Wednesday, January 2, 2013

The Dreaded Four Letter Word



As I sit here thinking about all my life goals that I will be working on this year, I come to the one that has eluded me for years. It's a want; a dream that it eludes lots of people. It doesn't discriminate; it crosses all race and age barriers.  It scares lots of people the dreaded four letter word or  is it 2 words; a two letter and a four letter word. It is words that when shown on TV or movies or shown in public and I get the privilege of seeing it....I slightly vomit in the back of my throat and feel sorta sick.

Hmmmm Do you know what word/words that I'm talking about are???  It's the dreaded love or in love or is it in-love.
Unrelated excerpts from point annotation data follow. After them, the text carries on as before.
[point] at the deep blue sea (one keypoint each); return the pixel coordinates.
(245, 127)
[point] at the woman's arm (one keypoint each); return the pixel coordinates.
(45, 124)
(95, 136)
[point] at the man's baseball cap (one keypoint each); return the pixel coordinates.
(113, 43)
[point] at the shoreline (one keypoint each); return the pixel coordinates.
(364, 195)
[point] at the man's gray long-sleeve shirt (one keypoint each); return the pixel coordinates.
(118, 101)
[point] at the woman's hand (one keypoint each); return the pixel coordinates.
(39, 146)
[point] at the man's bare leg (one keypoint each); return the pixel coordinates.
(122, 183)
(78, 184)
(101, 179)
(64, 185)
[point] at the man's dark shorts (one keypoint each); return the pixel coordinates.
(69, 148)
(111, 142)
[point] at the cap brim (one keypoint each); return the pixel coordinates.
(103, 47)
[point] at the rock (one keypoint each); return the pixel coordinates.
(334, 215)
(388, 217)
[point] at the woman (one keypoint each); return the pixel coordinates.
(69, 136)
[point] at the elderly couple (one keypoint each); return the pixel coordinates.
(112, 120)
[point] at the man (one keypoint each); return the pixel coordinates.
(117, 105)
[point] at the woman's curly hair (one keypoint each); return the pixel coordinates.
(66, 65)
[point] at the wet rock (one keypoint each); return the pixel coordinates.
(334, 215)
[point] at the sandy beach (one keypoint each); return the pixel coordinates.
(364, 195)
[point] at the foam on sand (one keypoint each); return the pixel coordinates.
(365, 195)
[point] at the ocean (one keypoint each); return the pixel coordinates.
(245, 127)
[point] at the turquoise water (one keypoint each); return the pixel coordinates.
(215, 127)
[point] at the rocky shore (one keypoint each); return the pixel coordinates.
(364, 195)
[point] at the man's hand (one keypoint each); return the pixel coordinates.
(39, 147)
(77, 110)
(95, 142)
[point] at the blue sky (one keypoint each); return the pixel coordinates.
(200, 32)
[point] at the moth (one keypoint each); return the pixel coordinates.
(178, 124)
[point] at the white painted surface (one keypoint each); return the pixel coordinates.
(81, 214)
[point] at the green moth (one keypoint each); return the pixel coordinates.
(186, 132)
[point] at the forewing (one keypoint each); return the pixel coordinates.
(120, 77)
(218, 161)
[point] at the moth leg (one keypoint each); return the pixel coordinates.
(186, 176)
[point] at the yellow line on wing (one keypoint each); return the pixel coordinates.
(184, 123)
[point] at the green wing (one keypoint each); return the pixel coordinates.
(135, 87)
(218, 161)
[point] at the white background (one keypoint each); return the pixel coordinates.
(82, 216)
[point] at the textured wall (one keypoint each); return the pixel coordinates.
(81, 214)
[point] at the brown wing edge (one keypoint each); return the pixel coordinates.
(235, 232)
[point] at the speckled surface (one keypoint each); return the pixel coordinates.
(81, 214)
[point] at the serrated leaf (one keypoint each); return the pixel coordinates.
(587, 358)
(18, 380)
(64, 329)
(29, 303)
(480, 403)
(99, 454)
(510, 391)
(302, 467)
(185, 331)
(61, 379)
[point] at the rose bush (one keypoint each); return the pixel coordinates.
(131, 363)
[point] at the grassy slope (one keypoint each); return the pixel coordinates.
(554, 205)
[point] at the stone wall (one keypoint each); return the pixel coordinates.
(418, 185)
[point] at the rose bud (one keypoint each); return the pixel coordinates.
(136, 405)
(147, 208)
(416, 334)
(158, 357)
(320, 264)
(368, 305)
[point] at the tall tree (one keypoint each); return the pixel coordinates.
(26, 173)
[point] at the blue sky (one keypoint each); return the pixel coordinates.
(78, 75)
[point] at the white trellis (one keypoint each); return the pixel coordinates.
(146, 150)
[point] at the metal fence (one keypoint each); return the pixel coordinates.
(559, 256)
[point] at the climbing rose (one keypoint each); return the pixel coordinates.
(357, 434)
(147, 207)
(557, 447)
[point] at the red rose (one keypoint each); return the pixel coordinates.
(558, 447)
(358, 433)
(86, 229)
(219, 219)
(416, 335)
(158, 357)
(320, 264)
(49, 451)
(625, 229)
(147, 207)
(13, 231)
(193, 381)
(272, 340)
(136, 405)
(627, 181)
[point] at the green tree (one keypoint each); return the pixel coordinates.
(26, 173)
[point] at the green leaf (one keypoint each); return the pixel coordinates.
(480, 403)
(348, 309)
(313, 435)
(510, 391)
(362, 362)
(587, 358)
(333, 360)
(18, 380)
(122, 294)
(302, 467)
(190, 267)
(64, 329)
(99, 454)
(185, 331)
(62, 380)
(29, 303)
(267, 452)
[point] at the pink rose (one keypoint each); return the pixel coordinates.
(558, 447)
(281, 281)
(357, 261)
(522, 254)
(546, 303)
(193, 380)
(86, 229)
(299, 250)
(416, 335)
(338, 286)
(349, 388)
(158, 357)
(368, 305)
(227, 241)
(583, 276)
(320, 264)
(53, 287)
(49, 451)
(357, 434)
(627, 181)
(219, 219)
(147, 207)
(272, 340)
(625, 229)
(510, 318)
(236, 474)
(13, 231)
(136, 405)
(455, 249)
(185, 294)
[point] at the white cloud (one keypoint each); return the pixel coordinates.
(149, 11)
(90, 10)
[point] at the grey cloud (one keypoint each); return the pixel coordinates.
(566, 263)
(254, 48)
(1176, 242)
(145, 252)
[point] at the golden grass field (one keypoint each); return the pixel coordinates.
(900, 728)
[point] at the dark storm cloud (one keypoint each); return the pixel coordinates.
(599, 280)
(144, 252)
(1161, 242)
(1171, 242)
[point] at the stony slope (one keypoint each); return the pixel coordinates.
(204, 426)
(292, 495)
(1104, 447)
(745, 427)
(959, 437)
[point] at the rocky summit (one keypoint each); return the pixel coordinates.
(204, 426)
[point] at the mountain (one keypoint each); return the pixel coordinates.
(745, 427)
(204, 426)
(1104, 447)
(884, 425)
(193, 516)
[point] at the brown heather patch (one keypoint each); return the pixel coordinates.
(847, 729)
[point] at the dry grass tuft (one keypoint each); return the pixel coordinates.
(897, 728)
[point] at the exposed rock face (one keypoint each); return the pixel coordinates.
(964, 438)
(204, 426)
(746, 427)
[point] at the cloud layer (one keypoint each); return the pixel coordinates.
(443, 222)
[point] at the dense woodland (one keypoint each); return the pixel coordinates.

 I can honestly say, I have only been in-love once. And I freely walked away from it last New Years Day 2012 and have not regretted it once. So no, I'm not bitter as some think I'm. The guy that I walked away from regrets it but I haven't. Even though it was painful and hard it is what I needed to do.

I ask myself why......others get to be in-love and I can't find it. Why I can't find a real relationship. I know I'm not the only one who ask this question of themselves...

 I have voiced that I want one. Even posted it, wrote it as a goal and even prayed for it. Thinking God might intervene.....surely he would like to see me in-love.

My daughter signed me up for a dating site. I have changed my thoughts on love and yet still nothing...

I get asked all the time Why.....I'm not remarried, Why there isn't a special person in my life. I ask that question to myself  too.... At the risk of sounding vain, I'm not ugly. I have never had a hard time getting a guy. It's finding a guy who wants to have a real relationship with me....so what is wrong with me.....

It has been pointed out more then once to me that it's my fault.....that I'm to busy, to involved in my family and career,  to strong of a person. AND my favorite... that I don't pay enough attention to them or notice them, that I give off the wrong vibe...Hmmmm really! No matter what the complaint or problem is, it's my fault, even my X husband would say it's my fault. It makes one begin to question is it really my fault? So if it's my fault then what about all the other girls that feel the same way I do? Is it their fault too? Guys aren't to blame?

I have given thought to this AND in my big girl panties....I will say yes, it's all my fault. It's every girls fault...No, I'm not bitter just tired of constantly being told that everything that goes wrong is my fault...so I have re-evaulated things and guess what......

It's not my fault or other girls faults.......
Guys want to blame everything on the girl, guys create drama; course guys did invent drama. As much as they say they don't like it, they are stuck to it like glue......girls clean up the mess from the drama. It's easier for guys to blame the girl and as girls we just suck it up and take it. Now in all fairness girls do create some of the problems. In my own observation I would say this is......and yes, I tested this out...

Actions speak louder then words AND no action no words speak volumes.... 

Desires dictate our priorities, priorities shape our choices, and choices determine our actions. 
I think the biggest problem with relationships is communication and the lack of it...the inability to take action and voice your words and be understood. That some carry baggage and assumptions with them and think everyone else does too....some think they can carry on a relationship via txt messages...they forgo seeing the person or chatting with them on the phone. Yes, txt message is great if your sex texting or quick communication...but pass that should not replace spoken communication. But sadly in today society it is....I'm guilty of this too...
Relationships are work, most people are not willing to put the time and effort into them. 
As for me, I'm willing to put the work into a relationship but..........winning the Lotto is more likely then having one~~












2 comments:

Kim@stuffcould.... said...

You asked some age old questions here...I don't know the answers....I hope you find love, in love

Unknown said...

Thanks Kim@ Stuff could...
Hopefully someday, I will find love but for now it will continue to elude me! Sorry for the really late response!